The first goal of our project is to identify brain pathways that deteriorate early in AD, a degenerative process that may underlie cognitive impairments. To accomplish this, we are using an advanced neuroimaging technique called restriction spectrum imaging (RSI) to evaluate small-scale tracks in brain regions targeted early in the disease. We are comparing the integrity of these pathways in the brains of healthy older individuals to those with mild cognitive impairment (MCI) or early AD. We are also evaluating how these new measures of brain microstructure relate to cognitive function in order to assess whether they are sensitive to behavioral symptoms of the disease.
Our second goal is to determine whether brain microstructure predicts or tracks cognitive change associated with aging or disease. RSI and cognitive testing are being performed on a group of healthy and cognitively impaired older individuals, with repeat imaging and testing taking place multiple times over several years. We are testing whether measures of brain microstructure are able to track cognitive decline during this time period or can predict who will go on to develop more severe cognitive impairment.
We anticipate that our new, advanced tools will be more sensitive than current neuroimaging biomarkers to both AD onset and cognitive decline related to aging. Our final goal is therefore to compare the sensitivity of our new measures of brain microstructure to that of existing biomarkers. In particular, RSI metrics are being evaluated against measures from standard structural and diffusion MRI, as well as cerebral spinal fluid measures of amyloid beta and tau.

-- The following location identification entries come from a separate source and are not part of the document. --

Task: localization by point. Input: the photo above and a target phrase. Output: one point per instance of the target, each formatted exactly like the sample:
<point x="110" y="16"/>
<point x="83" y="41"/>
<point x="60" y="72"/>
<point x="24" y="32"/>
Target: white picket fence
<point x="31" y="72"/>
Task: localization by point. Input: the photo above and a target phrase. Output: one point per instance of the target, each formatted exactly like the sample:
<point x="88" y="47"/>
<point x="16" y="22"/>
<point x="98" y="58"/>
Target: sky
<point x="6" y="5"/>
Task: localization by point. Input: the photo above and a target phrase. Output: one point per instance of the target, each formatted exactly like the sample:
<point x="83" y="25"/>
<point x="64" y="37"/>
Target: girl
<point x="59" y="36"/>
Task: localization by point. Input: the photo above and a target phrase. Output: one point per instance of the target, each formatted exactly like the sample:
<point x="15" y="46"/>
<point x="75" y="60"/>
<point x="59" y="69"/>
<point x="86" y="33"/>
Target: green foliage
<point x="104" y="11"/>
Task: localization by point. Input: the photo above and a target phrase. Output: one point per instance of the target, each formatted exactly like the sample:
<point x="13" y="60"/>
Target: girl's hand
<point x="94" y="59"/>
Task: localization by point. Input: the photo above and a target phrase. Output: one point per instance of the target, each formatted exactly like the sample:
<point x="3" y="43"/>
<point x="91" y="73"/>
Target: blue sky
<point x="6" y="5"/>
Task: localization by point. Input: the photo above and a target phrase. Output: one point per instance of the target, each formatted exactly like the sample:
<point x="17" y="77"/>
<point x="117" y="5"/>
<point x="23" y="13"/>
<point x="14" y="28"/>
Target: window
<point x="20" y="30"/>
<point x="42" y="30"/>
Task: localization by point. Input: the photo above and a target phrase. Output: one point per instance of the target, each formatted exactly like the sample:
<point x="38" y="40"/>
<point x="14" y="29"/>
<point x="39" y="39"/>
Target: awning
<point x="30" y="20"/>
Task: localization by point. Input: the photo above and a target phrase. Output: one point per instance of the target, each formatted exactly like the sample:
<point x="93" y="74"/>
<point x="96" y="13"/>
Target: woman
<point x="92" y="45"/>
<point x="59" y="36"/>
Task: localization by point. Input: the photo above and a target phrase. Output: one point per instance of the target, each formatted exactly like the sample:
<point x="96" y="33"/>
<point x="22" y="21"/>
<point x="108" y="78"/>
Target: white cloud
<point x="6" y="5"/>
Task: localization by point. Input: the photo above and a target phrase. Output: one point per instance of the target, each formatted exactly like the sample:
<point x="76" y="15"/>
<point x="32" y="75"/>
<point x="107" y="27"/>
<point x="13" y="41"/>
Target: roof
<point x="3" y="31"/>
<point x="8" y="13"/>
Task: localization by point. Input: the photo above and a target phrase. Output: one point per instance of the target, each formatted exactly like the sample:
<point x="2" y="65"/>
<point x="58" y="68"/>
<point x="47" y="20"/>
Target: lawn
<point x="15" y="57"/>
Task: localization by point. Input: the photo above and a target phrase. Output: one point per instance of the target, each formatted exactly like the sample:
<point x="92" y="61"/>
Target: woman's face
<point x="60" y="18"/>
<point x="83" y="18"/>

One of the major challenges to accurately diagnosing AD at its early stages is the inability to detect subtle, often microscopic, brain changes that may signal the beginnings of a pathological process. Largely from post-mortem studies, we know what these changes are, yet it is difficult to identify them in living humans and to distinguish them from changes that may simply result from normal aging. Our research aims to overcome these obstacles by applying advanced brain imaging tools that are able to capture detailed images of brain structure at resolutions impossible using other techniques.
We expect our research to significantly improve our understanding of the brain changes underlying cognitive decline in both normal and pathological aging. The development of accurate and sensitive biomarkers of Alzheimer’s disease is crucial for both early disease detection and identifying those who may be at risk for cognitive impairment, even before symptoms appear. Ultimately, these advances will facilitate the earliest possible intervention and optimal care for those suffering from AD.